Hand incised, perforated carbon paper, carbon thread, carbon residue.
Perspex and wood display case
45 x 40 x 40 cm (excluding display case)
R 157 050
Created in the hearts of stars, the element of carbon continues, unlike any other element, to be re-purposed into new forms.
In 2016, I had a dream, in which I saw my skin being peeled away from my body, as if I was discarding a burnt and charred membrane. This stimulated the idea of scratching away at the thin black film of carbon covering a piece of diaphanous, skin-like carbon paper.
To create Rough collar I spent three months scratching away at the black carbon paper to create 7,6 metres of delicate lace pattern. The lace pattern was emblazoned with mantling borrowed from the Union of South Africa’s 1932 ‘embellished’ coat of arms. I then hand stitched this lace into a 16th Century European ruff collar. The collar is presented as either rising out of, or disintegrating into, the carbon residue – the element that gives it substance.

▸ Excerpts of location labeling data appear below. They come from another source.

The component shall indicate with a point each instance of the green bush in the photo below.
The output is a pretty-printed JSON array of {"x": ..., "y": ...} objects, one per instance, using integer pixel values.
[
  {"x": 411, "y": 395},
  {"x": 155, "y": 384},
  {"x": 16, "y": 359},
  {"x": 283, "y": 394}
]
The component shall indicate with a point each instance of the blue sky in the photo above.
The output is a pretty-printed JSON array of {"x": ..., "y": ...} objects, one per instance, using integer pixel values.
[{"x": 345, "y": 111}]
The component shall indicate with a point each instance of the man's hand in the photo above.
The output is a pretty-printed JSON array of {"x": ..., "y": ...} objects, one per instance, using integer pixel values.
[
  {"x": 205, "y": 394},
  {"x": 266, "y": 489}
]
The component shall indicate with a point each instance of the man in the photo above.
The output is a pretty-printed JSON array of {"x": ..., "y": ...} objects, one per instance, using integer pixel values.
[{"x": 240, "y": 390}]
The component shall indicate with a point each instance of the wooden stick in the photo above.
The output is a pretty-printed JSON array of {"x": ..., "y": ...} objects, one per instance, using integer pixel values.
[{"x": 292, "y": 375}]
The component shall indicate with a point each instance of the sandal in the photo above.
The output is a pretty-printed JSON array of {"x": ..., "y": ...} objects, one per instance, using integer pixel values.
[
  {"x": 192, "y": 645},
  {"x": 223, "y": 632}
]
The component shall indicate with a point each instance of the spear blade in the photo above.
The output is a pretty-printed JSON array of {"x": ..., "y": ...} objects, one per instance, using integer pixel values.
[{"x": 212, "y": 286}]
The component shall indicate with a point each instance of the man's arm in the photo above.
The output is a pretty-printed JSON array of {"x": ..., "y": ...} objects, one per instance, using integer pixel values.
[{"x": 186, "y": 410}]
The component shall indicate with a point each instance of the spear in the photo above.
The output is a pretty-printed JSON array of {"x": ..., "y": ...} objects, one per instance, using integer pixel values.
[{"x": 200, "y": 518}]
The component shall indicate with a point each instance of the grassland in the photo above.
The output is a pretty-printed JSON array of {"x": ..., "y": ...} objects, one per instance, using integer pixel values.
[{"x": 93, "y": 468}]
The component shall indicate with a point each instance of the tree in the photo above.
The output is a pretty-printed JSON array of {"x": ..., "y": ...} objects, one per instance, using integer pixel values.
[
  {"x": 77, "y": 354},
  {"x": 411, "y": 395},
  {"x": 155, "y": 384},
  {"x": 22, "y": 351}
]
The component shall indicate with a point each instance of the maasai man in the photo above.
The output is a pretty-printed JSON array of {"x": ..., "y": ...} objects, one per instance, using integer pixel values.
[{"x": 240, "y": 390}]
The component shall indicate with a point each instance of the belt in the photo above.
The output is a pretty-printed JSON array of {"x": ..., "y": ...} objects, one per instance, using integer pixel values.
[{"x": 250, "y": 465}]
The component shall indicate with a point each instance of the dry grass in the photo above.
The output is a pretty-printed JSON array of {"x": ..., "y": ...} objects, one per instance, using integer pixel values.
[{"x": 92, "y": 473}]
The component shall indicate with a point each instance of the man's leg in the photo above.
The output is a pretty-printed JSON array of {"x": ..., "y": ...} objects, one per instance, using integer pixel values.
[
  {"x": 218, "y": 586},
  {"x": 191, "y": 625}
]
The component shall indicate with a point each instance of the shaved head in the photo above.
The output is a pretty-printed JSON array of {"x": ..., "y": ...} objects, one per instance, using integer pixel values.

The resulting work is a rarefied object created out of the throw-away medium of carbon paper. It speaks to me of the generations whose symbols continue to be a weight around our necks, signalling identity, perpetuating difference. Even as they are increasingly less valid, these symbols continue to exert an influence into our democratic and digital age. They imprint our image of ourselves with inheritance – carbon copies in the cycle of life.